擬人化された動物たちが多数登場し、彼らを通して当時の世相などをユーモラスに諷刺して描かれている戯画(諷刺画)作品です。一説には戯画の名手とされる鳥羽僧正という人が描いた、とも言われますが定かではなく、12世紀から13世紀にかけて、複数の作者が描いたものが集成して、現在の形になったと推定されています。
動物達の活き活きとした表情や動きには、現代のマンガにも通じる表現も見受けられます。

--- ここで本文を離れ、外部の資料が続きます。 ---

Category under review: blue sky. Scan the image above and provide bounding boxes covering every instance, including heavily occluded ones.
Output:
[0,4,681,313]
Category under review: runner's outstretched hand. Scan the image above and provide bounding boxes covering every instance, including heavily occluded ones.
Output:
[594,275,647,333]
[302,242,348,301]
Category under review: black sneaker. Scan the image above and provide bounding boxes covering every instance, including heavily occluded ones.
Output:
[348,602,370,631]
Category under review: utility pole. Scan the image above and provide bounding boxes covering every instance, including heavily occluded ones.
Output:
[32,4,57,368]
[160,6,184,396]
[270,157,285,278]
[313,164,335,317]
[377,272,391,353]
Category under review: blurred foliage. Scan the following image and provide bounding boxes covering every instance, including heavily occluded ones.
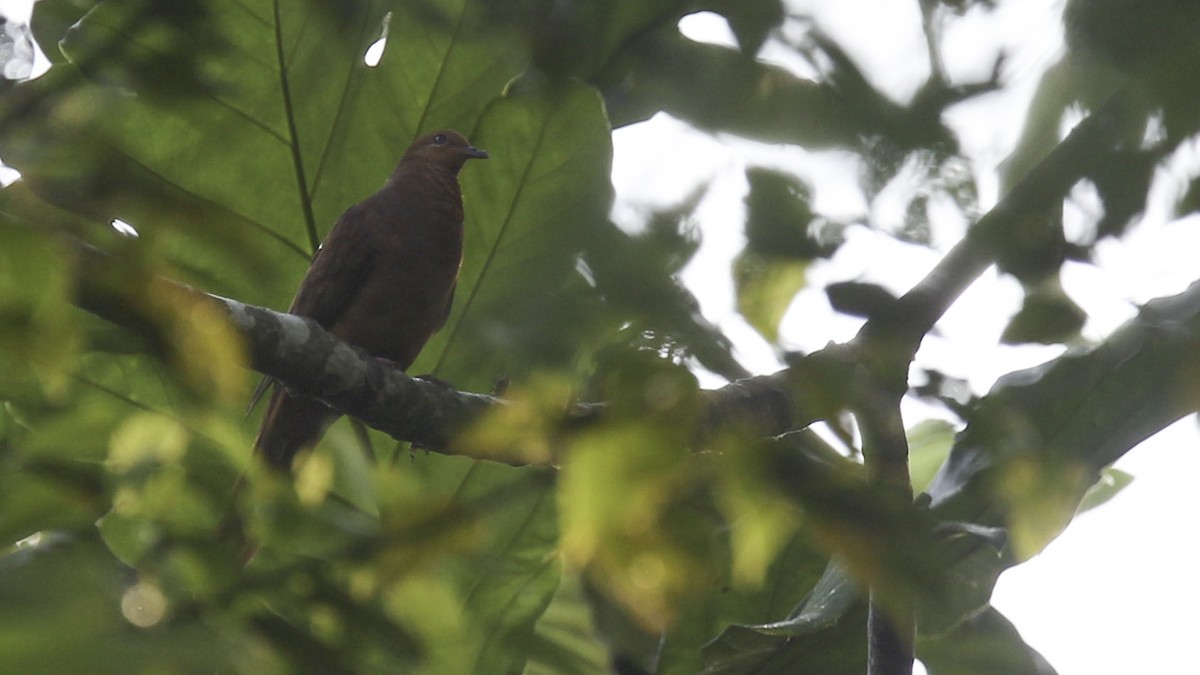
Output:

現在甲・乙・丙・丁の全4巻が伝わっていますが、今回展示される彫刻作品はその内最も有名な1巻目「甲巻」がモチーフ。ウサギやカエル、サルといったキャラクターたちが相撲をとったりけんかをしたり…そんな姿が、見事に立体で現されています。
絵から飛び出した動物達の、活き活きとした動きや表情の表現に、注目してみて下さい。
【作者・麻田 耕民(あさだ こうみん)氏プロフィール】
1890(明治23)年・京都生まれ。
建築付属の木彫を専門とし、11歳で九代目小松源助に入門。 1934(昭和9)年から「西日光」と呼ばれる広島県尾道市の耕三寺(こうざんじ)の五百羅漢像、孝養門(日光東照宮の陽明門を模作)をはじめ、堂宇全ての木彫を手がける。
本展の作品は健康法をかねた余生の楽しみとして、83歳のときから3年を費やして制作されたもの。
1982(昭和57)年、92歳で他界。